So when Chicago promises to host the greenest Summer Olympics ever if it's awarded the 2016 games, organizers say it's not a gimmick. It's an extension of efforts that have been transforming this former Rust Belt city for years.
"We've got a real opportunity to take the best aspects of our city, the parks, the lakefront and the environmentalism and bring a real asset to the table," Chicago 2016 spokesman Patrick Sandusky said. "It's certainly one of the great strengths of the city of Chicago that we have to offer.
In Chicago's official Olympic bid book, released earlier this month, organizers tout a low-carbon "blue-green" event, with most venues along Lake Michigan, which is lined with parks, and a focus on environmentalism.
Organizers say vehicles provided by the Games would run on low-carbon fuels or electricity and event sites would be powered by renewable energy. Storm water would be collected for reuse; the venues would use recyclable or reusable products. And sites would adhere to green building standards and coexist with natural habitat.
The other bid cities Madrid, Rio De Janeiro and Tokyo also are highlighting environment-friendly plans to the International Olympic Committee, which will choose the host city in October.
Madrid promises to promote bicycle use and Rio De Janeiro says 3 million trees would be planted in nearby rain forests to offset carbon emissions. Tokyo plans a zero-waste Olympics.
Though such plans are an important consideration for the IOC, it's more crucial for bid cities to have good organization for athletes, officials and the media and a strong financial plan, said A.D. Frazier, chief operating officer of the 1996 Summer Olympics in Atlanta.
Regardless of whether Chicago gets the Olympics, Mayor Richard M. Daley says he'll continue to focus on a goal he set a long time ago: to make his city the greenest in the United States.
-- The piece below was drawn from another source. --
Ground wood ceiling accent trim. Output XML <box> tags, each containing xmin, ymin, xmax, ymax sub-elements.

"When I started planting trees they thought it was a waste of money," Daley said during an interview at his City Hall office. "We started planting a green roof. They said, 'Oh, this is silly. What are we doing that for?'"
The city's green-roof program, which helps cool buildings and slow storm water runoff, began about 10 years ago and now is the most extensive in the U.S. The city has planted thousands of trees and roadside plants, designated nearly 140 miles of bicycle lanes, and is buying hybrid buses and studying whether to designate bus-only lanes.
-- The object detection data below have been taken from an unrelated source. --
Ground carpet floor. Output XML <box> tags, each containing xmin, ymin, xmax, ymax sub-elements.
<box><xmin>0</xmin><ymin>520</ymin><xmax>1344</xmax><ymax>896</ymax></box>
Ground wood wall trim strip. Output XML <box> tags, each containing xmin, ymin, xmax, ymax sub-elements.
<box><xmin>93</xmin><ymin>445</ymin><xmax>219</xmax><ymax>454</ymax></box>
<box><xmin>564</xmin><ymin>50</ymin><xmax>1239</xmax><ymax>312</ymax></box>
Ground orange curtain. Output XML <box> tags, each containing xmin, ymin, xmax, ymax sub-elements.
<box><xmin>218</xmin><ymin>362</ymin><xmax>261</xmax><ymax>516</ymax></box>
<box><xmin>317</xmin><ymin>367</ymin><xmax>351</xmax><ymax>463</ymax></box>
In September, city officials vowed to reduce emissions of carbon dioxide to three-fourths of 1990 levels by 2020 by making buildings more energy-efficient, using renewable energy, improving transportation and reducing industrial pollution.
Such efforts touted in the Olympic bid have put Chicago on the national environmental map.
"Years ago, Chicago could never have competed with Seattle, Portland or San Francisco with trying to be green," said Warren Karlenzig, author of "How Green is Your City?"
But Chicago still has a long way to go to match those cities, which frequently rank among the greenest in the U.S. because of successful recycling programs, high public transit ridership and use of renewable energy.
Chicago air quality, for example, still does not consistently meet federal standards. It was rated moderate or unhealthy near half the time by the Illinois Environmental Protection Agency for 2006, the latest numbers available.
Perhaps the biggest challenge to meeting long-term environmental goals and keeping its green Olympic promise is improving the city's troubled public transit system, said Howard Learner, president of the Environmental Law and Policy Center in Chicago.
Chicago's century-old subway tracks are so dilapidated in some stretches that trains sometimes must travel at the pace of a horse at trot, though the city is working to eliminate slow zones. The city also has added 113 hybrid buses and expects another 57 by late summer.
"As a practical matter you can't have a green city if you don't have an effective public transit system that works well," said Learner. "No first class public transit, no green city."
The International Olympic Committee has cited problems with Chicago's transportation network. Daley rode Beijing's modern transit system when he attended last summer's Olympics and said Chicago needs to create the same safe, clean and friendly system.
Chicago officials acknowledge the challenges, but are undaunted.
"By no means are we perfect and we don't say that we are," said Suzanne Malec-McKenna, commissioner of the Chicago Department of the Environment. "I think that we're bold. I think we're willing to take risks and hopefully create a market to make it accessible to residents and businesses."
But make no mistake, Chicago wants the Olympics in a big way.
The international exposure would go a long way toward helping dispel the image of a pollution-belching factory town and replace it with a gleaming, modern and green metropolis.
"We want to make the greenest Olympics ever," said Sadhu Johnston, Chicago's chief environmental officer. "We think that makes sense in the greenest city."